Les perturbations d’approvisionnement poussent les producteurs à réduire
Lundi, les prix du brut ont augmenté après que de grands producteurs du Moyen-Orient ont commencé à réduire leur production en raison de perturbations liées au détroit. Le trafic de pétroliers était fortement limité, et l’Arabie saoudite, les Émirats arabes unis, le Koweït et l’Irak ont commencé à diminuer la production alors que les stocks se remplissaient. Le WTI a ensuite reculé après avoir atteint 113,28 $ lors de la séance précédente, le niveau le plus élevé depuis juin 2022. Les prix ont baissé après que Trump a déclaré qu’il prévoyait de lever des sanctions liées au pétrole (punitions économiques de l’État qui limitent le commerce) et a dit que la guerre avec l’Iran pourrait être résolue « très bientôt ». L’Agence internationale de l’énergie a discuté lundi d’une libération coordonnée de réserves d’urgence de pétrole (stocks publics utilisés en cas de crise) entre pays membres.

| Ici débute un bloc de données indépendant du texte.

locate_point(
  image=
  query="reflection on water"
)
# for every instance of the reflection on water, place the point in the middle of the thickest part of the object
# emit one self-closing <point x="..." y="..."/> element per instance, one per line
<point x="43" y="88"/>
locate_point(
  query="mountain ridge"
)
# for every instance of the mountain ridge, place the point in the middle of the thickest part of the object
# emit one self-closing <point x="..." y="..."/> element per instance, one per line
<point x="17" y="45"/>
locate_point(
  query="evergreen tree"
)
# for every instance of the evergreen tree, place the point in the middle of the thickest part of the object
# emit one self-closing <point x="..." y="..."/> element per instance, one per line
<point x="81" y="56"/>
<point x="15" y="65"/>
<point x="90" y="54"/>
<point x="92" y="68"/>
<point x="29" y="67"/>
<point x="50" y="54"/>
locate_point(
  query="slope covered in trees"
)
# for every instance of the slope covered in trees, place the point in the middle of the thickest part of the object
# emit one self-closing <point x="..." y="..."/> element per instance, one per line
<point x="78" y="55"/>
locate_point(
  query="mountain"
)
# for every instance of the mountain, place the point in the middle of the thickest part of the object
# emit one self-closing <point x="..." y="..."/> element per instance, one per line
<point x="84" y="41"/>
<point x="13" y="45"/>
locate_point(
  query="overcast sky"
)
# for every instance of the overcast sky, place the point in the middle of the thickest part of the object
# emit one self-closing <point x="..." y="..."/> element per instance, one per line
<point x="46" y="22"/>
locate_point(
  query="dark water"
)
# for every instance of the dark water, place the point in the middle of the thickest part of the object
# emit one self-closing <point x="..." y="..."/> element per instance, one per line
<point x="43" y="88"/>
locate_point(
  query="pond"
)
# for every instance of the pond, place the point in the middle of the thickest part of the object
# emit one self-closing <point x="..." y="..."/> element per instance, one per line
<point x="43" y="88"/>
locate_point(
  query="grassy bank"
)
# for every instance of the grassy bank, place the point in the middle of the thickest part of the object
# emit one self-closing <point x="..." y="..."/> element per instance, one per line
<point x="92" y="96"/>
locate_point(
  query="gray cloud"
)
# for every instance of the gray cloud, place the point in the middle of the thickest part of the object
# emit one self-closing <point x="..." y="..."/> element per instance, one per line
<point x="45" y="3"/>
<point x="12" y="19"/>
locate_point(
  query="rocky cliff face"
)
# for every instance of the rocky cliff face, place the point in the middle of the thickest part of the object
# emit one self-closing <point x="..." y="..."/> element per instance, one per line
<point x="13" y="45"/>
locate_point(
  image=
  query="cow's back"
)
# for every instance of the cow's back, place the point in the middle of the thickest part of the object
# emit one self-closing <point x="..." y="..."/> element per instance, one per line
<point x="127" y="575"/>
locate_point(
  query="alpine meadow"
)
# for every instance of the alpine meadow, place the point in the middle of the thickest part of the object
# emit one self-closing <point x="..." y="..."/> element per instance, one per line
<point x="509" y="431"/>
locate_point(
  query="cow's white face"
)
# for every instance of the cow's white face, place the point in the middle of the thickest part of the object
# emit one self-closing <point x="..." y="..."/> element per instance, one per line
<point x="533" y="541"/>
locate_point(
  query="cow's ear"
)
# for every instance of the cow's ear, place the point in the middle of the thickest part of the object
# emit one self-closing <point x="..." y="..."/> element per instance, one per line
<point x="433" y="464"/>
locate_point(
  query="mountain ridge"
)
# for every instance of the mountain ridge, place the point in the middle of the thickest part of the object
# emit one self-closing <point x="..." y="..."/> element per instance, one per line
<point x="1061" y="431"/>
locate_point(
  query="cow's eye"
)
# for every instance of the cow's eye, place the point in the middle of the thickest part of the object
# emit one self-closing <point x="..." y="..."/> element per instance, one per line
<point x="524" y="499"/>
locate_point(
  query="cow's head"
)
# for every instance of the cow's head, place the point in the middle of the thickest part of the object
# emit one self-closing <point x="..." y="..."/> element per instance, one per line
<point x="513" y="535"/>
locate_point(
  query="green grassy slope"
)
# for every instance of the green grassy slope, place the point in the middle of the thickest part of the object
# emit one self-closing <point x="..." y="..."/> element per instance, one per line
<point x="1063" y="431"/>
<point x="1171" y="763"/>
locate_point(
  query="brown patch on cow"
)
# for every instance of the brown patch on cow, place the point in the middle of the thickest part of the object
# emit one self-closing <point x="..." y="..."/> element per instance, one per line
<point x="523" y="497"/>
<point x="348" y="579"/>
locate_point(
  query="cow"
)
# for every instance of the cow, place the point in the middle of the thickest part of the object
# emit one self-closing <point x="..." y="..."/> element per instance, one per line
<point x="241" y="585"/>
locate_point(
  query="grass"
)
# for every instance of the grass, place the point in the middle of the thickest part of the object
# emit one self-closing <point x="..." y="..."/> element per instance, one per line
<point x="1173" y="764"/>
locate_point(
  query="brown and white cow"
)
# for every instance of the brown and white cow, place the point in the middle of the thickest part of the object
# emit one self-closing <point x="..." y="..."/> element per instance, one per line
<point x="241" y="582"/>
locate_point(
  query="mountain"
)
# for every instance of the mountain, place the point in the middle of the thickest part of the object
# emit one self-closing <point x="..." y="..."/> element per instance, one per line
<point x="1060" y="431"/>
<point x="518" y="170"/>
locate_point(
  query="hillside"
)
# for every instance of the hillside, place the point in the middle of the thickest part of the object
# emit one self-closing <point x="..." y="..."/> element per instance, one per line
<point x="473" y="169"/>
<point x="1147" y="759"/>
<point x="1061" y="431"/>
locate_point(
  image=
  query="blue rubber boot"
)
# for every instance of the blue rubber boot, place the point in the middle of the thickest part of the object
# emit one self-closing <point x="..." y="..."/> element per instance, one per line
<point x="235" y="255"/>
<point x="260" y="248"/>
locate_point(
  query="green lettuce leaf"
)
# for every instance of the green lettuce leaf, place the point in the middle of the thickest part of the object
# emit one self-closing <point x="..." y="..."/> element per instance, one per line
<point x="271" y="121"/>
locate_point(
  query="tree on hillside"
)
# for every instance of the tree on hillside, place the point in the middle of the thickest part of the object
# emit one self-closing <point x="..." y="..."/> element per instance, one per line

L’objectif était d’ajouter une offre temporaire et de limiter les hausses brutales des prix. Le mouvement extrême des prix — de plus de 113 $ à environ 85,50 $ — montre que l’instabilité est le facteur dominant. On observe une hausse de la volatilité implicite (niveau d’instabilité anticipé par le marché) sur les options sur le pétrole (contrats donnant le droit, et non l’obligation, d’acheter ou de vendre à un prix fixé), mesurée par l’indice OVX, à des niveaux plus vus depuis les grands chocs d’offre de 2022. Cela rend les paris simples sur la direction du marché via des contrats à terme (contrats d’achat/vente à une date future) très risqués à court terme.Stratégies d’options pour une volatilité dans les deux sens
Le scénario haussier de base reste la fermeture du détroit d’Ormuz, qui perturbe près de 21 % de l’offre mondiale quotidienne de pétrole. Tant que cette voie maritime clé est bloquée et que les producteurs sont forcés de réduire leur production, toute baisse marquée des prix devrait rencontrer une forte demande d’achat. Cette tension (offre limitée) soutient des positions à la hausse via des options d’achat (contrats qui donnent le droit d’acheter), afin de limiter le risque de baisse. Cependant, il faut tenir compte du risque lié aux gros titres (annonces et déclarations pouvant faire bouger les prix) qui a provoqué le récent recul rapide depuis les sommets. Les discussions sur une libération coordonnée de la Réserve stratégique de pétrole (stock public américain) par l’AIE, ou une possible solution diplomatique avec l’Iran, introduisent un risque de baisse important. On sait que les réserves d’urgence américaines sont déjà proches de niveaux bas sur 40 ans, ce qui peut réduire l’effet d’une libération, mais les déclarations politiques suffisent à déclencher des ventes. Compte tenu de ces forces opposées, nous pensons que des stratégies sur produits dérivés (instruments financiers dont la valeur dépend d’un prix comme le pétrole) qui profitent de grands mouvements dans un sens ou dans l’autre sont les plus adaptées. Les traders devraient envisager d’acheter des structures d’options comme des straddles ou des strangles sur les contrats à terme WTI pour les prochaines semaines. Un straddle (achat d’une option d’achat et d’une option de vente au même prix) et un strangle (achat d’une option d’achat et d’une option de vente à des prix différents) permettent de gagner si le prix repasse au-dessus de 100 $ sur des craintes d’offre, ou s’il tombe sous 75 $ après une avancée diplomatique. Nous nous souvenons du comportement des prix pendant les perturbations d’offre de 2022. À cette période, les prix sont restés très instables et sensibles à chaque titre géopolitique pendant des mois. La situation actuelle est plus grave car elle implique un blocage physique complet d’un point de transit critique, ce qui suggère que cette instabilité ne disparaîtra pas rapidement.